The Chinese plan is to pre-empt usual summer showers by cloud seeding before the opening ceremonies or reduce the size of water droplets in clouds to delay storms.
“There is no evaluation. There is no scientific literature available that can substantiate their claims,” said Bruintjes, who has no immediate plans to return to China. “Personally, I’m very skeptical about what they’re claiming to do.”
The ability to alter the weather has been an age-old quest, and determining the precise effects of efforts such as cloud seeding can be elusive.
Altering the contrails
Still, scientists say they have high confidence and some documented successes.
Modern technology more than ever before is allowing them to peer into the formation of clouds at the molecular level and ever so slightly influence the weather.
Arlen Huggins, a scientist with the Desert Research Institute, says that cloud-seeding experiments have shown as much as a 20 percent increase in precipitation in some situations.

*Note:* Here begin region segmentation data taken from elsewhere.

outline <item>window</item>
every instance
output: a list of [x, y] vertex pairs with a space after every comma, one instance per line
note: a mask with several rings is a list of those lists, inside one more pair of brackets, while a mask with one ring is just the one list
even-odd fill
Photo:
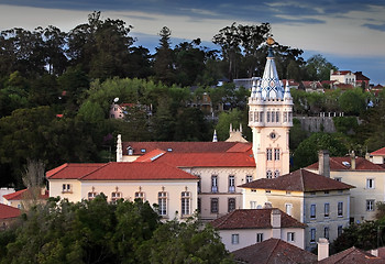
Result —
[[218, 193], [218, 176], [211, 176], [211, 193]]
[[374, 189], [374, 178], [366, 179], [366, 189]]
[[167, 193], [166, 191], [160, 191], [157, 193], [157, 205], [158, 207], [158, 213], [161, 216], [167, 216]]
[[233, 210], [235, 210], [235, 198], [229, 198], [228, 211], [231, 212]]
[[310, 229], [310, 243], [316, 242], [316, 229]]
[[316, 218], [316, 205], [310, 205], [310, 218]]
[[374, 200], [366, 200], [366, 211], [374, 211]]
[[211, 198], [211, 213], [218, 213], [219, 211], [219, 199]]
[[136, 191], [135, 193], [135, 200], [136, 199], [141, 199], [142, 201], [144, 201], [144, 193], [143, 191]]
[[253, 176], [246, 175], [246, 183], [253, 182]]
[[95, 197], [97, 197], [97, 193], [95, 193], [95, 191], [89, 191], [88, 193], [88, 200], [94, 200], [95, 199]]
[[342, 230], [343, 230], [343, 227], [342, 226], [338, 226], [337, 228], [337, 235], [340, 237], [342, 234]]
[[235, 193], [235, 176], [229, 176], [229, 193]]
[[240, 243], [240, 235], [239, 234], [231, 234], [231, 243], [239, 244]]
[[260, 243], [263, 241], [263, 233], [257, 233], [256, 234], [256, 243]]
[[63, 184], [62, 193], [73, 193], [70, 184]]
[[279, 148], [274, 148], [274, 161], [279, 161]]
[[117, 200], [119, 200], [120, 198], [122, 198], [122, 193], [120, 193], [120, 191], [112, 191], [112, 193], [111, 193], [111, 200], [112, 200], [112, 201], [117, 201]]
[[295, 232], [287, 232], [287, 242], [295, 241]]
[[323, 228], [323, 238], [329, 239], [329, 227]]
[[343, 202], [339, 201], [337, 205], [337, 216], [342, 217], [343, 216]]
[[326, 218], [329, 217], [329, 213], [330, 213], [330, 205], [329, 204], [324, 204], [324, 212], [323, 212], [323, 216]]
[[190, 215], [190, 193], [182, 191], [182, 216]]
[[266, 160], [273, 161], [273, 150], [272, 148], [266, 150]]
[[292, 216], [293, 205], [292, 204], [285, 204], [286, 213]]

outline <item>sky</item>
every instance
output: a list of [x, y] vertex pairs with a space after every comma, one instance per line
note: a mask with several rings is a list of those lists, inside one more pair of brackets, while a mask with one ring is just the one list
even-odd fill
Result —
[[0, 0], [0, 31], [54, 25], [68, 32], [87, 15], [120, 19], [132, 25], [135, 45], [153, 51], [163, 26], [172, 46], [213, 35], [233, 22], [271, 23], [282, 45], [321, 54], [340, 70], [362, 72], [371, 84], [385, 86], [385, 0]]

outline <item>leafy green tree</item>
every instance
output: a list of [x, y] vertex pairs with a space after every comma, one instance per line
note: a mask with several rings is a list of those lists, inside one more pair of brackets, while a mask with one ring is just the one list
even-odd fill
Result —
[[318, 151], [320, 150], [328, 150], [330, 156], [343, 156], [348, 153], [346, 146], [336, 134], [312, 133], [294, 152], [293, 170], [316, 163], [318, 161]]
[[163, 26], [160, 32], [160, 46], [156, 47], [154, 55], [155, 80], [165, 85], [175, 84], [174, 52], [170, 48], [170, 35], [172, 31], [167, 26]]
[[329, 63], [322, 55], [317, 54], [306, 61], [305, 69], [307, 79], [309, 80], [329, 80], [330, 70], [337, 70], [338, 68]]

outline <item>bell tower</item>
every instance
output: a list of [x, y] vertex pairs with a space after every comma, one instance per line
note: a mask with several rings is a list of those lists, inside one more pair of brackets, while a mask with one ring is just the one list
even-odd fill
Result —
[[274, 178], [289, 173], [289, 130], [293, 127], [293, 99], [286, 82], [278, 78], [274, 40], [267, 38], [268, 54], [262, 79], [253, 78], [249, 98], [249, 127], [253, 132], [253, 153], [257, 178]]

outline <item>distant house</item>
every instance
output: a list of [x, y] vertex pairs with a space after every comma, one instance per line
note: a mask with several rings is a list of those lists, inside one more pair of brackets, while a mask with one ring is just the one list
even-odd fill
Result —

Water utilities increasingly are willing to risk a modest investment for the prospect of additional economical water, Huggins said.
But the effects are clouded by the overwhelming presence of pollutants such as soot, which can mimic the nuclei of ice crystals and water droplets that form clouds.
Such “inadvertent weather modification” is a ripe area for research, Huggins said.
“We don’t understand all these processes yet and how pollution might affect clouds,” he said.
Dampening the severity of hurricanes also has become a high-profile issue in the wake of the damage caused by Katrina, even drawing the attention of the U.S. Department of Homeland Security.
One proposal calls for sending a ship into the eye of a hurricane, where giant fans on deck would be used to weaken the inner cloud wall — if the ship didn’t sink first.
“There’s no shortage of good ideas out there,” Golden said. “There are some wacky ones, too.”